Rafał Majka po ubiegłorocznym wyścigu
Rafał Majka po ubiegłorocznym wyścigu Fot. Marek Podmokły / Agencja Gazeta
Reklama.
Trasa liczyła 188 kilometrów z Pau de Cauterets do Vallee de Saint-Savin. Bardzo trudna. ”Teraz Rafał Majka znowu pokazał, że jak mało kto potrafi wspinać się rowerem pod górę. Zwłaszcza, że jego ucieczka nie była wcześniej planowana” – relacjonuje TVN24.

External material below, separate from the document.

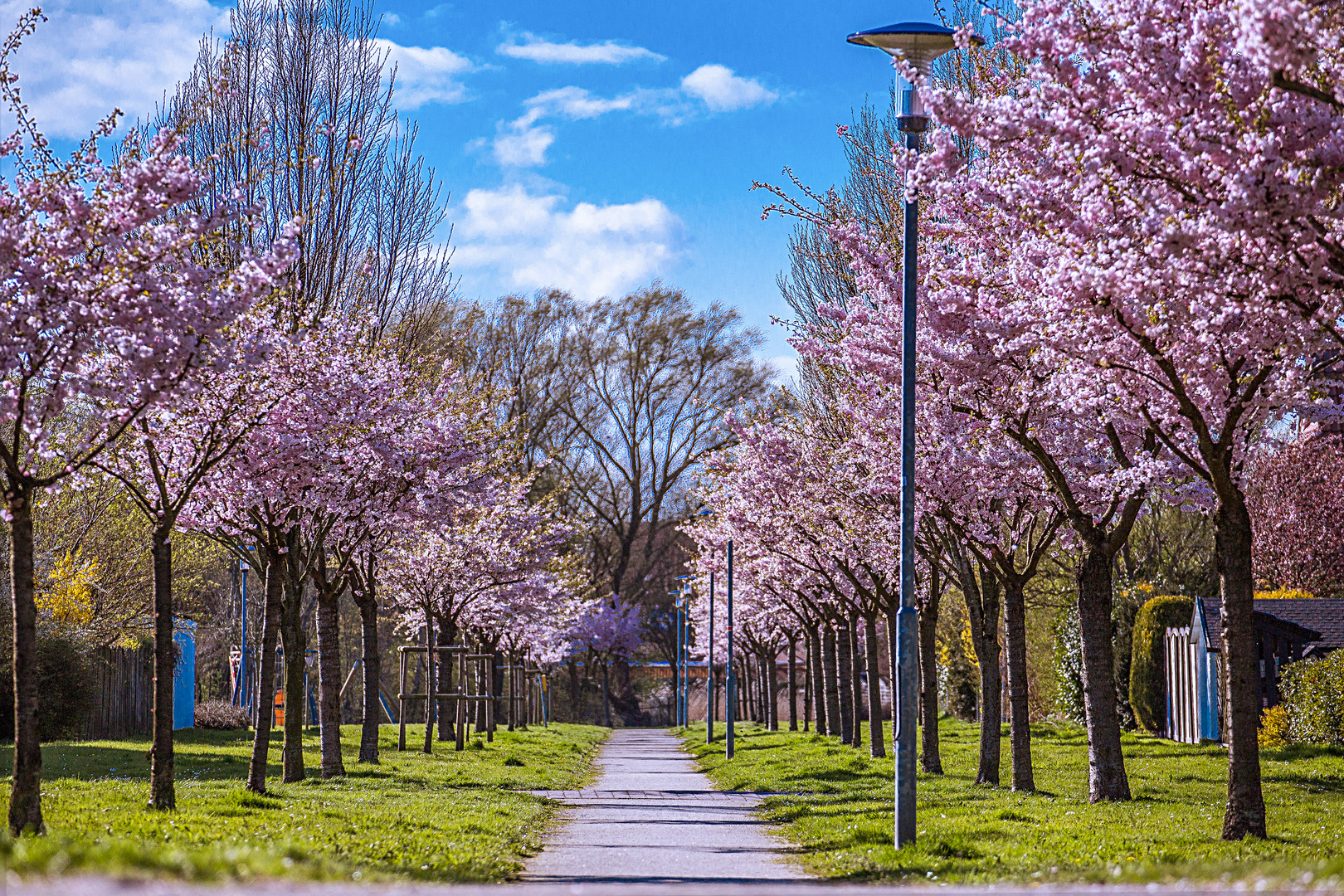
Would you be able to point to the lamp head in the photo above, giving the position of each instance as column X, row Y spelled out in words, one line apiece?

Interia podaje więcej szczegółów. ”Nasz kolarz przed słynną premią górską na Tourmalet zaczął uciekać sam. Jego przewaga nad kolegami z ucieczki stopniowo rosła, a od peletonu urwała się inna grupa pościgowa z liderem Froomem” – czytamy. Potem zaczął się długi zjazd. Czytamy dalej: ”Polaka goniła dwójka kolarzy, a grupa z Froomem miała do niego ponad pięć minut straty”. W pewnym momencie Majka jechał sam. Ostatecznie uśmiechnięty wjechał na metę, a 598 sekund po nim – Martin.
Rok temu po wygraniu dwóch etapów Tour de France, Rafał Majka wygrał trzeci z rzędu etap Tour de Pologne i zakończył cały wyścig na pierwszym miejscu. To pierwszy od 11 lat Polak, który wygrał wyścig organizowany przez Czesława Langa.”Nowa gwiazda polskiego kolarstwa świeci coraz jaśniej” – pisaliśmy w naTemat.